[84] Delicate people, who are accustomed to dine at a certain hour, on certain food, &c., are generally deranged as often as they dine out, and change the hour, &c.

The Editor has a patient who never Dines out without suffering severely for several days after—not from over-eating or drinking, &c., but from the change of Diet, and the time of taking it. His habit is to make a hearty meal off one dish at Five o’clock, and drink with it some good heartening home-brewed Beer, and two or three glasses of Wine—that has not been kept till it has lost its best qualities.

[85] Dr. W. says: “When the Stomach is in a sound state, and Digestion is properly performed, the spirits are good, and the Body is light and easy; but when that organ is out of order, a languor, debility, discontent, melancholy watchfulness, or troublesome dreams, the nightmare, &c. are the consequences. I have often been seized with a slight Incubus, attended with a faintness, as if the circulation was a good deal obstructed, before I was fully asleep, which has made me get up suddenly: while I lay awake I felt nothing of these symptoms, except some degree of uneasiness about my stomach; but when I was just about to fall asleep, they began to return again.” “In this way I have gone on for two or three hours or more, in the beginning of the night. At last, I found that a dram of Brandy, after the first attack, kept me easy the whole night,” p. 312.

“When affected with uneasy sensation from wind, I have not only been sensible of a general debility and flatness of spirits, but the unexpected opening of a door, or any such trifling unforeseen accident, has instantly occasioned an odd sensation about my heart, extending itself to my head and arms, &c. At other times, when my stomach is in a firmer state, I have no such feeling: at least, in a very small degree, from causes which might be thought more apt to produce them. Fainting, Tremors, Palpitations of the Heart, convulsive motions, and all those disorders which are called nervous, &c. &c. are often owing more to the infirm state of the first passages, than to any fault either in the Brain or Heart,” p. 132, &c.

Dr. Whytt died A.D. 1766, in his 52d year.

[86] “Physicians appear to be too strict and particular in their rules of diet and regimen; too anxious attention to those rules hath often hurt those who were well, and added unnecessarily to the distresses of the sick.—Whether meat should be boiled or roasted, or dressed in any other plain way, and what sort of vegetables should be eaten with it, I never yet met with any person of common sense (except in an acute illness) whom I did not think much fitter to choose for himself, than I was to determine for him.”—Dr. Heberden on Diet.

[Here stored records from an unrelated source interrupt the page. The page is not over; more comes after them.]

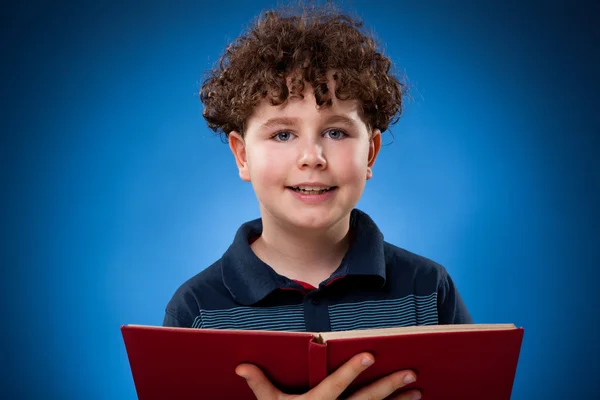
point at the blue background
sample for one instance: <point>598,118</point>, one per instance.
<point>115,192</point>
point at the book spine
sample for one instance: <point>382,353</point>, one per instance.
<point>317,363</point>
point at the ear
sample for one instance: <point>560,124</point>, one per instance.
<point>238,148</point>
<point>374,146</point>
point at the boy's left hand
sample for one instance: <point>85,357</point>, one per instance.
<point>332,386</point>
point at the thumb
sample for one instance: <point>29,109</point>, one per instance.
<point>257,381</point>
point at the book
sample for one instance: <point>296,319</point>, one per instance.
<point>475,361</point>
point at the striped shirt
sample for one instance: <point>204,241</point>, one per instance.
<point>377,285</point>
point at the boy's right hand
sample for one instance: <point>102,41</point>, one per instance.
<point>335,384</point>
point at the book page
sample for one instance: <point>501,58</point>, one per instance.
<point>411,330</point>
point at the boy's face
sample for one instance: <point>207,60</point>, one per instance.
<point>308,166</point>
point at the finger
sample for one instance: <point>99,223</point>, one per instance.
<point>410,395</point>
<point>335,384</point>
<point>386,386</point>
<point>261,386</point>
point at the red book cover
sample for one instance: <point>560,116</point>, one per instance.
<point>459,361</point>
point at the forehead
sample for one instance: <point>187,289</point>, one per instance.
<point>305,109</point>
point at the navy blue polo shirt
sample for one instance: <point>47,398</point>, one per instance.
<point>377,285</point>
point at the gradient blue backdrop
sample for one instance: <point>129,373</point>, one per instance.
<point>115,192</point>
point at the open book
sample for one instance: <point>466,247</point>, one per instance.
<point>476,361</point>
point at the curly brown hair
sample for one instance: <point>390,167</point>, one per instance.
<point>285,48</point>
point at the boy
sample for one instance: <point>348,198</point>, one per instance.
<point>302,100</point>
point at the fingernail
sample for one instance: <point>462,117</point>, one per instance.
<point>242,376</point>
<point>367,361</point>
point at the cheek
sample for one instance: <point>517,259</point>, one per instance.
<point>267,164</point>
<point>351,163</point>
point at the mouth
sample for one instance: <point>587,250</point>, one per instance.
<point>311,189</point>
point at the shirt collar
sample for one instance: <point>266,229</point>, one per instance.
<point>249,280</point>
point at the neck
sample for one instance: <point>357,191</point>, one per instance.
<point>307,255</point>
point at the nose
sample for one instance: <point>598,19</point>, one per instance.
<point>312,156</point>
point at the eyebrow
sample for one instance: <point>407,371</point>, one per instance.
<point>287,121</point>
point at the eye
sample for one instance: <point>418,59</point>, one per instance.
<point>282,136</point>
<point>335,134</point>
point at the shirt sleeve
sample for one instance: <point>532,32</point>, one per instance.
<point>182,310</point>
<point>451,307</point>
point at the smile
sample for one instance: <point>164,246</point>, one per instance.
<point>311,189</point>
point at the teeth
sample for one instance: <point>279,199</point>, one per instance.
<point>311,189</point>
<point>315,188</point>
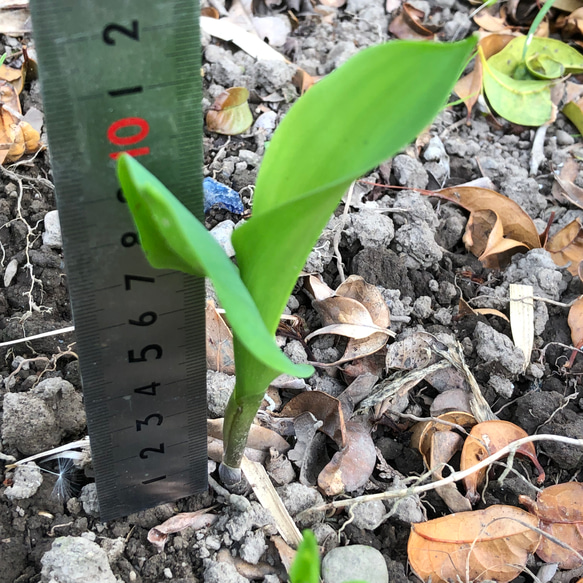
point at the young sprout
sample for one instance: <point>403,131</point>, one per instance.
<point>348,123</point>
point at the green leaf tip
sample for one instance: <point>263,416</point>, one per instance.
<point>306,565</point>
<point>172,238</point>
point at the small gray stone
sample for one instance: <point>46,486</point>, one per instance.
<point>52,234</point>
<point>369,515</point>
<point>371,229</point>
<point>253,547</point>
<point>76,560</point>
<point>538,269</point>
<point>417,243</point>
<point>222,234</point>
<point>296,352</point>
<point>422,307</point>
<point>222,573</point>
<point>219,389</point>
<point>564,139</point>
<point>496,348</point>
<point>355,562</point>
<point>296,498</point>
<point>503,386</point>
<point>273,75</point>
<point>409,172</point>
<point>88,497</point>
<point>26,481</point>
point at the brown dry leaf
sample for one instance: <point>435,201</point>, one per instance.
<point>575,321</point>
<point>469,87</point>
<point>486,439</point>
<point>220,355</point>
<point>17,136</point>
<point>423,432</point>
<point>517,225</point>
<point>351,467</point>
<point>491,544</point>
<point>560,511</point>
<point>357,311</point>
<point>197,520</point>
<point>568,189</point>
<point>490,23</point>
<point>324,407</point>
<point>484,237</point>
<point>230,113</point>
<point>571,24</point>
<point>453,400</point>
<point>566,246</point>
<point>369,296</point>
<point>408,24</point>
<point>260,438</point>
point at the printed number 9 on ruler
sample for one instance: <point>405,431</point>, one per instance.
<point>141,130</point>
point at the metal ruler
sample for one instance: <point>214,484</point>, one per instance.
<point>124,76</point>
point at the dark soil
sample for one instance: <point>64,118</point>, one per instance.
<point>422,270</point>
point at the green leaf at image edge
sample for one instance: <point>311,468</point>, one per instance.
<point>525,102</point>
<point>172,238</point>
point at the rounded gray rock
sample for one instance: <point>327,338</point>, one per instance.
<point>74,559</point>
<point>355,562</point>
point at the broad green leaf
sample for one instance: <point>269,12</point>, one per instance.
<point>172,238</point>
<point>574,112</point>
<point>510,57</point>
<point>544,67</point>
<point>346,124</point>
<point>306,565</point>
<point>522,102</point>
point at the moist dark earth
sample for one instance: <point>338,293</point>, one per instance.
<point>407,244</point>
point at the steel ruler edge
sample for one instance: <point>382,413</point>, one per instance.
<point>124,75</point>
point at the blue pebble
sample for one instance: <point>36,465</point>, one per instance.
<point>222,196</point>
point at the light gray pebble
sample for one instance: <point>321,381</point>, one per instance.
<point>417,243</point>
<point>222,572</point>
<point>564,138</point>
<point>296,352</point>
<point>222,234</point>
<point>503,386</point>
<point>88,497</point>
<point>443,316</point>
<point>369,515</point>
<point>74,559</point>
<point>354,562</point>
<point>253,547</point>
<point>496,348</point>
<point>219,389</point>
<point>26,481</point>
<point>409,172</point>
<point>52,236</point>
<point>422,307</point>
<point>370,228</point>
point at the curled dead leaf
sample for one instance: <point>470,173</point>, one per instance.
<point>324,407</point>
<point>491,544</point>
<point>560,511</point>
<point>260,438</point>
<point>351,467</point>
<point>230,113</point>
<point>486,439</point>
<point>220,355</point>
<point>575,321</point>
<point>197,520</point>
<point>566,246</point>
<point>516,224</point>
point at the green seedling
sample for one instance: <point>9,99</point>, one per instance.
<point>306,565</point>
<point>348,123</point>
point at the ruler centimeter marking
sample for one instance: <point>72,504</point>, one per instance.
<point>124,76</point>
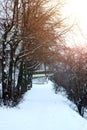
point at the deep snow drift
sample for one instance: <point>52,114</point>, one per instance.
<point>41,109</point>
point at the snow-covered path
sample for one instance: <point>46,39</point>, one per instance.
<point>41,110</point>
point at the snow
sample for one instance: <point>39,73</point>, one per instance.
<point>42,109</point>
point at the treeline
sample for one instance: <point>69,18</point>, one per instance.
<point>30,31</point>
<point>71,75</point>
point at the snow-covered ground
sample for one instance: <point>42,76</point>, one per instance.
<point>41,109</point>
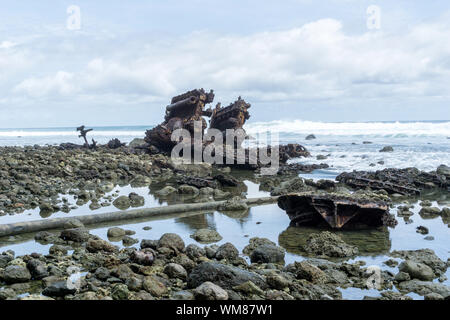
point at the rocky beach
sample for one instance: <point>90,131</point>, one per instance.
<point>146,260</point>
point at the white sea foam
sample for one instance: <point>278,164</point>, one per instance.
<point>400,129</point>
<point>49,133</point>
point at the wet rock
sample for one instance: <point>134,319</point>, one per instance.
<point>128,241</point>
<point>122,202</point>
<point>227,251</point>
<point>120,291</point>
<point>309,272</point>
<point>152,244</point>
<point>267,253</point>
<point>210,291</point>
<point>7,293</point>
<point>433,296</point>
<point>116,232</point>
<point>73,224</point>
<point>424,287</point>
<point>443,170</point>
<point>145,258</point>
<point>206,236</point>
<point>75,235</point>
<point>417,270</point>
<point>429,212</point>
<point>137,143</point>
<point>37,268</point>
<point>58,289</point>
<point>233,204</point>
<point>167,190</point>
<point>136,200</point>
<point>172,241</point>
<point>16,274</point>
<point>222,275</point>
<point>175,271</point>
<point>194,252</point>
<point>100,245</point>
<point>256,242</point>
<point>249,288</point>
<point>387,149</point>
<point>329,244</point>
<point>402,276</point>
<point>422,230</point>
<point>277,281</point>
<point>154,286</point>
<point>425,256</point>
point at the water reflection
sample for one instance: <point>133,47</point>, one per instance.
<point>369,241</point>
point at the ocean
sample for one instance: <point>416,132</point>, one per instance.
<point>421,144</point>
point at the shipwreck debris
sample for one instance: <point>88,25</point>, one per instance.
<point>182,113</point>
<point>230,117</point>
<point>335,211</point>
<point>83,133</point>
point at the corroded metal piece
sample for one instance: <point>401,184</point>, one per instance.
<point>336,211</point>
<point>231,117</point>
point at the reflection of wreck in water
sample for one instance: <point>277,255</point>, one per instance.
<point>369,242</point>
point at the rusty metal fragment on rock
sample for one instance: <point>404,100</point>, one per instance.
<point>335,211</point>
<point>182,113</point>
<point>231,117</point>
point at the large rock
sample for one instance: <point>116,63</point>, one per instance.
<point>443,170</point>
<point>16,274</point>
<point>154,286</point>
<point>425,256</point>
<point>75,235</point>
<point>210,291</point>
<point>424,287</point>
<point>176,271</point>
<point>267,253</point>
<point>227,251</point>
<point>329,244</point>
<point>256,242</point>
<point>307,271</point>
<point>222,275</point>
<point>206,236</point>
<point>100,245</point>
<point>171,240</point>
<point>417,270</point>
<point>122,203</point>
<point>58,289</point>
<point>116,232</point>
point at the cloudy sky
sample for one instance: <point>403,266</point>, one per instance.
<point>326,60</point>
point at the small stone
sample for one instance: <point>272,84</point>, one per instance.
<point>210,291</point>
<point>206,236</point>
<point>176,271</point>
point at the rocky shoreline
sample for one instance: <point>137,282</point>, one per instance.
<point>168,269</point>
<point>60,179</point>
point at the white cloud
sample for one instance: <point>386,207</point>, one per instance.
<point>315,61</point>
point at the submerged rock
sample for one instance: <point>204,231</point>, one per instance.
<point>329,244</point>
<point>206,236</point>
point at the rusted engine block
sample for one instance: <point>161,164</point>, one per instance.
<point>182,113</point>
<point>231,117</point>
<point>335,211</point>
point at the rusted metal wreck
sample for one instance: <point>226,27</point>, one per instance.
<point>335,211</point>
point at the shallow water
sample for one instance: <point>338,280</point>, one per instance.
<point>270,222</point>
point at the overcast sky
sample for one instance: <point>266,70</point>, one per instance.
<point>303,59</point>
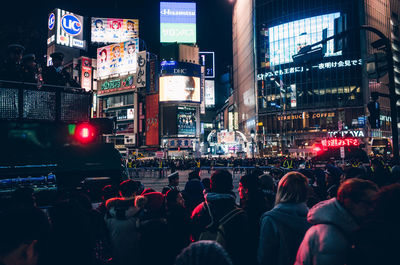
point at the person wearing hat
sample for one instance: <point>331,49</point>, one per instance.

“When the Stomach is weak, it seems particularly necessary that our food should be nutritive and easy of digestion.

“I may further observe, that its qualities should be adapted to the feelings of the stomach.

“In proof of this proposition, numerous instances might be mentioned of apparently unfit substances agreeing with the Stomach, being digested and even quieting an irritable state of the stomach, merely because they were suitable to its feelings. Instances might also be mentioned of changes in Diet producing a tranquil and healthy state of stomach in cases where medicines had been tried in vain.”—Abernethy, Surg. Obs. p. 68.

[87]A Fool, or a Physician at Forty, is an adage containing more truth than is commonly believed.—He who has not by that time learned to observe the causes of self-disorder—shows little signs of wisdom; and He who has carefully noted the things which create disorder in himself, must by his own experience possess much knowledge, that a Physician at a pop visit ought not to pretend to.”—Domestic Management, 1813, p. xxxvi.